Санко отца заменил, но один раз выказал недовольство:
— Скукота это, батя! Неужто, кроме горшков и крынок, мои руки ни на что не способны?
— Ведь кормиться нам надо, — сказал Фома. — Кажин день хлебушка пожевать охота, щей похлебать, чаю попить.
— А может, руки мои дела иного просят!
Появилось у Санка мечтание. Места он себе в избешке не находил, покою лишился. Сидит, бывало, за гончарным кругом, вертит из мягкой глины посудину и вдруг остановится, глаза в окошко уставит. А там, за окошком-то, пролегли меж пшеничными полями дороги проезжие, перед тихой речкой хороводы белых берез расступились, в вышине небо сияет, и такая-то в нем глубокая синева, аж голову кружит!
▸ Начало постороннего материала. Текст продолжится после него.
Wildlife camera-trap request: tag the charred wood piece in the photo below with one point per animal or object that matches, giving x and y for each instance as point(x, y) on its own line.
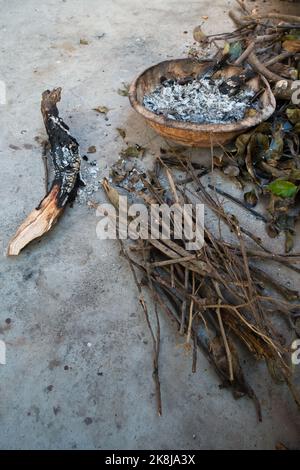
point(66, 162)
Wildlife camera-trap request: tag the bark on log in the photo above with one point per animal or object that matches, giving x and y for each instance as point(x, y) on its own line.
point(66, 161)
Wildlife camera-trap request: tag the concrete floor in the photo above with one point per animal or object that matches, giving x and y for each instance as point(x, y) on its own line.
point(78, 372)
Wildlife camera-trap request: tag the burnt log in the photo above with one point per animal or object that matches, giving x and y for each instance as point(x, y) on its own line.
point(66, 163)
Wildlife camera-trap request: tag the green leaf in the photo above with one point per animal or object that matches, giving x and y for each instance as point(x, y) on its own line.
point(235, 50)
point(283, 188)
point(250, 198)
point(293, 115)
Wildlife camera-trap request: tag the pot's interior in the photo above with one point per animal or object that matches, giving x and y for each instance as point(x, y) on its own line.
point(181, 68)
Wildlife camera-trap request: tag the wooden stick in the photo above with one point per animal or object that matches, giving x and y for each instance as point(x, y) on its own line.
point(66, 161)
point(259, 67)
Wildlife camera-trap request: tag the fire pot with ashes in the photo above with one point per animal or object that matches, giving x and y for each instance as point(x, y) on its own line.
point(191, 133)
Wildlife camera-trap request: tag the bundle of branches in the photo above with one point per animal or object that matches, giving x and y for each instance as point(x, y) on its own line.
point(215, 295)
point(269, 43)
point(268, 156)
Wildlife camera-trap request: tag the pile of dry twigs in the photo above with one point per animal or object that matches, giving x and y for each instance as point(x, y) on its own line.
point(215, 295)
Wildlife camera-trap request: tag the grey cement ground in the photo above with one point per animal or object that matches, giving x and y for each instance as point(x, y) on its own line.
point(78, 372)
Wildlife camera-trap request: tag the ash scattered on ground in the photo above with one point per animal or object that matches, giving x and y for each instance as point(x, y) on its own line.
point(199, 100)
point(90, 174)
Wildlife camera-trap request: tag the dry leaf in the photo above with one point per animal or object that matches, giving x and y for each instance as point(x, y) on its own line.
point(101, 109)
point(198, 35)
point(92, 149)
point(122, 132)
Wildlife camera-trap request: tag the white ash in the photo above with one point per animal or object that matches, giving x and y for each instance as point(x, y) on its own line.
point(90, 173)
point(199, 101)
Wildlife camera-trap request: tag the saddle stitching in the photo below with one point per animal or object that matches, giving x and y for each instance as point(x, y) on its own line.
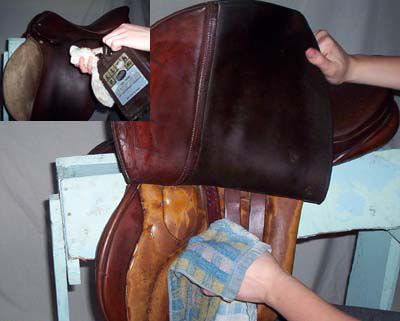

Поначалу Фома думал, дескать, Санко из-за Стешки страдает. Парень молодой, лицом-то весь в мать, добром будь помянутую! Те же волосы кучерявые, тот же из-под темных бровей взор пронзительный, лоб крутой и складка вокруг подбородка упрямая. Все девки в деревне заглядывались, но только Стешка его покорила. И чего он в ней нашел — трудно понять. Так себе деваха, встретишь на улице — не обернешься. Ростом мала, тонковата, не бойкая, на песни не голосистая. «Э-хе-хе! — кряхтел Фома. — Хорошо еще не горбатенькая! И управляться-то в хозяйстве поди-ко не сможет. К чему мне такую сноху?»